Veronica datang langsung menyatu duduk di sebelahku. Aku menatapnya kesal, dari ekor mataku Lalisa juga berubah jadi kikuk. Aku menatap Lalisa dan Gibran bergantian.

"Kok bisa ya 11 IPS 5 ikutan Porseni? Emang bisa ngikutin pertandingan tanpa kabur? Anaknya kan pemalas," ucap Veronica nyinyir membuat darahku langsung naik.

"Bisa ajalah, kita kan bagian dari Esa Unggul juga," sahutku tidak kalah judesnya.

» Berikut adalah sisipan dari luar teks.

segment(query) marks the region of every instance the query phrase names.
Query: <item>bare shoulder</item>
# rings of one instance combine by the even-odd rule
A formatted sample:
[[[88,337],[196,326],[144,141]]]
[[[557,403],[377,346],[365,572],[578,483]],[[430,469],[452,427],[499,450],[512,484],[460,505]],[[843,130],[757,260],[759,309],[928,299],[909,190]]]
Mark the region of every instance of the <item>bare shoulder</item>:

Lalisa dan Gibran menyadari perubahan mood drastisku, nada bicaraku sangat ketus dan bukan Sashi banget. Aku hanya menunjukannya jika benar-benar kesal.

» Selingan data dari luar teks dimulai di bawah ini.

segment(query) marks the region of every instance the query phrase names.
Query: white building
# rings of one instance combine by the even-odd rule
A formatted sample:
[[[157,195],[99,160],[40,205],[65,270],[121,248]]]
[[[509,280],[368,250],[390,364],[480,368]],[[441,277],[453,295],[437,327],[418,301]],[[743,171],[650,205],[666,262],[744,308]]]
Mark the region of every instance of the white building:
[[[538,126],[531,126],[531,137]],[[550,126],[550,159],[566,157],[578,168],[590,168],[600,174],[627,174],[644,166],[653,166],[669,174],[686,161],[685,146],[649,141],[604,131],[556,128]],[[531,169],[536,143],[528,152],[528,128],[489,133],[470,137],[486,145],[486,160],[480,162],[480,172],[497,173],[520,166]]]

"Liat aja dari sini. Kelas 11 IPS 5 nggak keliatan tuh! Kelas buangan yang jauh dari jarak pandang jadi wajar aja terasingkan."

"Ver! Berhenti ngoceh nggak jelas, omongan lo nggak penting," sela Lalisa.

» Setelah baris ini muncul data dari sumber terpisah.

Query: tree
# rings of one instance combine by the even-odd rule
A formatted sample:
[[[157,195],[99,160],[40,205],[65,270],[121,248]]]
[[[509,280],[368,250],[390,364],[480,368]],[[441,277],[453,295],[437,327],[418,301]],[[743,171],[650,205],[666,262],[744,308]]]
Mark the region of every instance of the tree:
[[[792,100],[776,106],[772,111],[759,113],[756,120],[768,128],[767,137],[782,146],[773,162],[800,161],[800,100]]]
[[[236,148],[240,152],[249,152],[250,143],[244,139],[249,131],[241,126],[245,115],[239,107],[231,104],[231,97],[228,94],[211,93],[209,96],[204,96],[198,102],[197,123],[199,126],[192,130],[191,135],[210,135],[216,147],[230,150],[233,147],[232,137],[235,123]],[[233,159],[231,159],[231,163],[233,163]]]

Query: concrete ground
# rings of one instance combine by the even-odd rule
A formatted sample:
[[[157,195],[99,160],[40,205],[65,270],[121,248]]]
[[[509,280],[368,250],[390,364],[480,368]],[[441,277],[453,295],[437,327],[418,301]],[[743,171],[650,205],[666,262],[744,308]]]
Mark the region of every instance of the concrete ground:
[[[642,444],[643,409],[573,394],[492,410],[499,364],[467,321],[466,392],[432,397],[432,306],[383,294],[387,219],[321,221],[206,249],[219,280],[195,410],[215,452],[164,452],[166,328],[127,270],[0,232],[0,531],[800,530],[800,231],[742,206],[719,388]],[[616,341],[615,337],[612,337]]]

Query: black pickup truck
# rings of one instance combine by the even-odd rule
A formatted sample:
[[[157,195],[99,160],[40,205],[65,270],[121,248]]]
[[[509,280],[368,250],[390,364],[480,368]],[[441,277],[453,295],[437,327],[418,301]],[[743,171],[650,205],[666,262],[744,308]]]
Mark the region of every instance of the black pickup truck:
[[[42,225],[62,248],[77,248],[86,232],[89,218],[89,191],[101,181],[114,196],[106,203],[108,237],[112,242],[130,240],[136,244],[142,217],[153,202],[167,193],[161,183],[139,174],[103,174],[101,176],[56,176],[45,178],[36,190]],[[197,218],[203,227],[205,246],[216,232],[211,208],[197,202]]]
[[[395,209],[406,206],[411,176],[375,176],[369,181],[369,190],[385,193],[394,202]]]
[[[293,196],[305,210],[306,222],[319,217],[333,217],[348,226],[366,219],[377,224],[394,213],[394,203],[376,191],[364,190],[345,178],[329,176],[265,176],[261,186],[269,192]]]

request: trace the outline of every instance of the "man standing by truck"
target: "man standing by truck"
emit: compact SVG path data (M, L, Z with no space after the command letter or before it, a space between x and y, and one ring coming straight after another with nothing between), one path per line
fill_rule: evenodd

"Oh? Nggak penting?" Veronica tersenyum kecil. "Gue cuma mau menyadarkan kalian loh. Ngapain sih temenan sama anak kelas buangan itu. Lalisa, lo tuh pintar, cantik, ketua OSIS. Dan, lo Gibran, ganteng, most wanted boy, terkenal. Ngapain masih temenan sama Sashi yang bukan siapa-siapa ini?!"

Gibran yang tadinya hanya berdiam diri mendengarkan Veronica ngoceh terkesiap dan menatap Veronica dengan sorot tak terbaca. Tatapan matanya begitu tajam.

"Emang harus temenan sama anak terkenal? Emang harus nunggu Sashi terkenal biar dia kita temanin? Lo nyinyir karena syirik, kan? Makanya cari teman yang tulus! Susah ya nyari teman yang menerima lo apa adanya, tanpa memandang lo anak pemilik sekolah ini?"

Veronica melempar senyuman sinis sarat arti. "Kalo sama anak yang cupu kayak Sashi, gue nggak mau! Udah ah, malas ngobrol sama kalian. Gue duluan ya. Yuk!!"

"Jadi orang nyebelin banget!" gerutuku usai melihat Veronica melenggang pergi masuk ke koridor. Aku menggertakan gigi kesal.

"Iya. Mulutnya rese banget!" sahut Gibran dengan suara kesal juga.

Aku dan Gibran melirik Lalisa yang tidak biasanya diam. Dia memang tadi ikut berdebat dengan Veronica, tetapi menyadari dia berubah jadi aneh membuatku jadi bingung.